Helga se défit de sa pélerine et entra dans le lac, après s’être enduite d’une pommade qu’elle avait elle-même fabriquée au cours du chemin, redoutant la morsure du froid qui heureusement ne vint pas. Accompagnée du chant de la petite foule, elle nagea quelques mètres, afin de rejoindre l’endroit approximatif où elle avait rencontré la Dame. Un éclair de sang lui monta subitement à la tête et lui fit perdre pied. Elle refit surface en suffoquant. Une flaque de boue à l’odeur de putréfaction insoutenable l’entourait et enduisait ses cheveux. La nausée monta. Les yeux lui piquaient.  Elle replongea. Elle remarqua un objet brillant dans le fond : la coupe.

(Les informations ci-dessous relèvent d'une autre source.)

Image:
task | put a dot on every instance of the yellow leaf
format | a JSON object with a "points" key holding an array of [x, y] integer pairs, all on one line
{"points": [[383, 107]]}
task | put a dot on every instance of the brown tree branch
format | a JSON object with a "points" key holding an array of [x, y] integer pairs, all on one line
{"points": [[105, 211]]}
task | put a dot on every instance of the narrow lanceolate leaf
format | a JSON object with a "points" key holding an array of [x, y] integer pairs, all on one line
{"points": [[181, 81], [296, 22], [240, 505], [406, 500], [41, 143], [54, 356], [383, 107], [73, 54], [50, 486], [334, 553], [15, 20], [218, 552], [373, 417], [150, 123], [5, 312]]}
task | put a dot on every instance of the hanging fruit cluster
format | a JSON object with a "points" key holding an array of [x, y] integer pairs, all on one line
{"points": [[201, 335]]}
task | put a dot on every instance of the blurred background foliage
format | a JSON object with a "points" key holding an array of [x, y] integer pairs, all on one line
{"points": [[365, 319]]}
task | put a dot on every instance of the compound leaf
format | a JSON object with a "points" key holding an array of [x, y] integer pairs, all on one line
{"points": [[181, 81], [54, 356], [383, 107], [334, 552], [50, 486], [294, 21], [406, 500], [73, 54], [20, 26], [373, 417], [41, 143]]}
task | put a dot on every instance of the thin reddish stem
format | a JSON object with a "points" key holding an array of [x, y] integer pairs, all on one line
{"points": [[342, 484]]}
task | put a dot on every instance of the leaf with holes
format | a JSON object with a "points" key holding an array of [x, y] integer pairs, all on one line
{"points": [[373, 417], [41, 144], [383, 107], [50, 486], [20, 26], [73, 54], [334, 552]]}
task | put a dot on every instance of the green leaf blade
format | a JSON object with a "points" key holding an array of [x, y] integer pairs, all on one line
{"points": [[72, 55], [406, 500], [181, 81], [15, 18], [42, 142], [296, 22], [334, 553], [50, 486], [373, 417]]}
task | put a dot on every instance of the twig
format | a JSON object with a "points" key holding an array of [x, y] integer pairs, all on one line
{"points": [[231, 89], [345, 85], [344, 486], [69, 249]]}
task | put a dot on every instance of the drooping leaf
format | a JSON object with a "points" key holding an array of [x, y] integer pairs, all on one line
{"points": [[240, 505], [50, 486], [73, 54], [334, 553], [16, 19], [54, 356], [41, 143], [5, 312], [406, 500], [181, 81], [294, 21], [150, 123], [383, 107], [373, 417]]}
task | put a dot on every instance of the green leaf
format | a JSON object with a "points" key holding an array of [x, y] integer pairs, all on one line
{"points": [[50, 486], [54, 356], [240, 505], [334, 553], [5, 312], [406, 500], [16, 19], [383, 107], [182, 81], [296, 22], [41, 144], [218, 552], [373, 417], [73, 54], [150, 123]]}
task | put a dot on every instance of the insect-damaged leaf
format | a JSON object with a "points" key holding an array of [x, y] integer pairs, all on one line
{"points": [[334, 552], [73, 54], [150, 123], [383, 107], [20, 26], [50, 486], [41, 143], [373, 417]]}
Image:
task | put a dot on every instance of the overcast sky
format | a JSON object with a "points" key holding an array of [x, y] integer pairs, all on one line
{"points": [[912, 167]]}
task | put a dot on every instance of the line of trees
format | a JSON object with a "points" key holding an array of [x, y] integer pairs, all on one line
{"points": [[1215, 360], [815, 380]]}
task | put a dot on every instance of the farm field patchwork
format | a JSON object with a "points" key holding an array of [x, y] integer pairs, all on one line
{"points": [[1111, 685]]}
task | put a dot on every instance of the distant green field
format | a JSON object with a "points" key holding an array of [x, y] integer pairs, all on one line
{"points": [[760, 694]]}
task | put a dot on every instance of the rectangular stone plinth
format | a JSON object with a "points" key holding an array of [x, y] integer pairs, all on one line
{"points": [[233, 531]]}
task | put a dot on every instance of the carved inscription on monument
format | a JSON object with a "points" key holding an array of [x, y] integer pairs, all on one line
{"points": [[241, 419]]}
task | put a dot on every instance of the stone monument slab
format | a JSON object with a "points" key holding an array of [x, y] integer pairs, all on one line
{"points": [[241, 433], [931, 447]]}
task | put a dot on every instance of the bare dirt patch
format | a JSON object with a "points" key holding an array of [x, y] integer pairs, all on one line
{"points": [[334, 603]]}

Elle nagea jusqu’à l’arracher de la vase, en se doutant bien qu’il se passerait quelque chose, les sens en alerte. Elle l’agrippa. Mais l’objet, au contact de sa main, était devenu lourd, pesant, enflait, dégageait autour de lui  un nuage de débris. Elle n’arrivait plus à le lâcher. Elle se sentit en danger de se noyer. De la pointe de ses pieds, elle traça un cercle sur le fond et incanta mentalement implorant l’aide des algues et des tous petits poissons pour soutenir et remonter le fardeau. Tout se passa très rapidement, des profusions d’algues apparurent et tirèrent l’objet tandis que les nageoires d’argent le guidaient vers la rive. Helga se retrouva sur la rive, emmêlée dans des guirlandes vertes, à quatre pattes, soufflant et crachant. Quelques torches s’étaient allumées et Margrit s’était assise à ses côtés, l’aidant à se remettre d’aplomb. C’est la sensation de froid à la main droite qui la fit regarder ce qu’elle tenait : un chaudron d’un bon mètre de hauteur, en acier brillant, peut-être du cuivre, mais alors, doré, brillant, du vermeil peut-être … des bas-reliefs en ornaient les flancs : des signes géométriques enchevêtrés, des runes, des lunes, des étoiles, des soleils, des animaux, courant sur le rebord. Ce chaudron était magnifique. Le déplaçant encore de quelques mètres en grimaçant de douleur, Helga plaça quelques branches sèches sous sa base et commença à chauffer l’eau qui s’y trouvait encore. Des motifs du chaudron brillèrent à la chaleur du feu de bois. Föld, ég, víz,  tűz chantonnait doucement Helga en remuant sa soupe de vase et en se réchauffant, enmitoufflée dans les couvertures qu’avaient apportées les autres convives. Les chants et les conversations se turent progressivement. Une silhouette blanche approchait doucement dans sa barque. Margrit remplit un bol et le tendit à sa protégée, qui, malgré sa répugnance à retourner dans l’eau glacée, l’apporta à l’arrivante. Celle-ci absorba le contenu du puis, plongeant sa main dans la barque, en sortir une couronne de fleurs, qu’elle déposa sur la chevelure encore humide d’Helga. Comme un parfum de verveine…

Qui se posa doucement sur la tombe de sa mère le lendemain, accompagné du bruissement doux des bruyères. Helga avait baillé pendant une bonne partie de la messe.